An article on a website called Daily Expose has claimed that between 9 December 2020 and 2 June 2021 there was a 3016% increase in the number of women who had miscarried “as a result of” having the Covid-19 vaccine.
The claim is based on data from the Medicines and Healthcare products Regulatory Agency (MHRA) Yellow Card scheme, which collects reports of adverse events following vaccination, but does not prove that vaccination was the cause of any of them.
Daily Expose says that in the first summary of Yellow Card data (covering 9 December 2020 to 24 January 2021), there were six reported miscarriages (recorded as spontaneous abortions) which climbed to over 170 for the Pfizer and AstraZeneca vaccines as of 9 June. (It has since increased above 200 as of 16 June).
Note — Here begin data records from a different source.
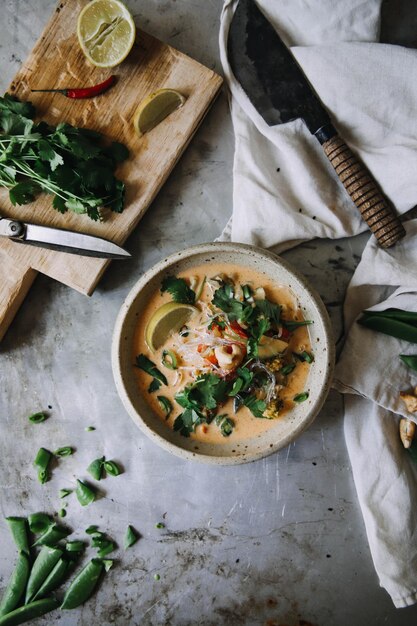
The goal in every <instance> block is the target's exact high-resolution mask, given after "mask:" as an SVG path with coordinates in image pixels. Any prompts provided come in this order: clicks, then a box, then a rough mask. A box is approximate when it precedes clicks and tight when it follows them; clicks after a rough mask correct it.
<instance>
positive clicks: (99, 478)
mask: <svg viewBox="0 0 417 626" xmlns="http://www.w3.org/2000/svg"><path fill="white" fill-rule="evenodd" d="M104 461H105V457H104V456H102V457H100V458H99V459H96V460H95V461H92V463H90V465H89V466H88V467H87V472H88V473H89V474H91V476H92V477H93V478H94V480H101V479H102V477H103V466H104Z"/></svg>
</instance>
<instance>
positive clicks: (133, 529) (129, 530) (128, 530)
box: [123, 526, 139, 550]
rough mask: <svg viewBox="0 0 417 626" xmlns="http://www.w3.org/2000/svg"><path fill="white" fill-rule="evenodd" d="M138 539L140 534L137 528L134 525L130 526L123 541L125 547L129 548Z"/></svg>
mask: <svg viewBox="0 0 417 626" xmlns="http://www.w3.org/2000/svg"><path fill="white" fill-rule="evenodd" d="M138 539H139V535H138V534H137V532H136V531H135V529H134V528H133V527H132V526H128V527H127V529H126V533H125V538H124V542H123V545H124V549H125V550H127V549H128V548H130V547H131V546H133V544H135V543H136V542H137V540H138Z"/></svg>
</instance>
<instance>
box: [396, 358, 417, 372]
mask: <svg viewBox="0 0 417 626" xmlns="http://www.w3.org/2000/svg"><path fill="white" fill-rule="evenodd" d="M400 359H401V361H403V363H405V364H406V365H407V366H408V367H409V368H410V369H412V370H415V371H416V372H417V354H400Z"/></svg>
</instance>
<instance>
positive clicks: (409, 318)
mask: <svg viewBox="0 0 417 626" xmlns="http://www.w3.org/2000/svg"><path fill="white" fill-rule="evenodd" d="M363 315H367V316H371V315H372V316H374V315H376V316H377V317H388V318H390V319H395V320H399V321H401V322H407V323H408V324H412V325H414V326H417V312H415V311H403V310H402V309H394V308H391V309H385V311H363Z"/></svg>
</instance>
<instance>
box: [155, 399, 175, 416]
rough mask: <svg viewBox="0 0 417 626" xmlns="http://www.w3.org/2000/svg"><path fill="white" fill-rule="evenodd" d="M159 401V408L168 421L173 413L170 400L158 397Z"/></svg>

Daily Expose claims this is evidence that Covid-19 vaccines have caused miscarriages.
It isn’t surprising that the number of miscarriages after vaccination has increased, given the women vaccinated at the beginning of the rollout were less likely to have been of childbearing age.
Women aged over 45 were first invited to be vaccinated in mid-April, and over-30s were invited in late May.
In any case, these reports do not prove that vaccination caused these miscarriages. Sadly, it’s estimated one in five pregnancies ends in miscarriage, with an estimated 250,000 miscarriages in the UK each year, so the number of miscarriages reported after vaccination doesn’t appear to exceed the expected level.
So far, miscarriage has not been identified by the MHRA as a related adverse effect of the vaccine. Reuters reports the regulator was monitoring a “small number of miscarriage reports following the first 12 weeks of pregnancy”, but the MHRA has said there was no pattern to suggest an increased risk of miscarriage.
The American Centers for Disease Control and Prevention has said that data of vaccinations among over 100,000 pregnant women “did not identify any safety concerns”.
This article is part of our work fact checking potentially false pictures, videos and stories on Facebook. You can read more about this—and find out how to report Facebook content—here. For the purposes of that scheme, we’ve rated this claim as false because it misleadingly claims miscarriages following vaccination were due to vaccination, for which there is no evidence. The MHRA has also said there is no associated link.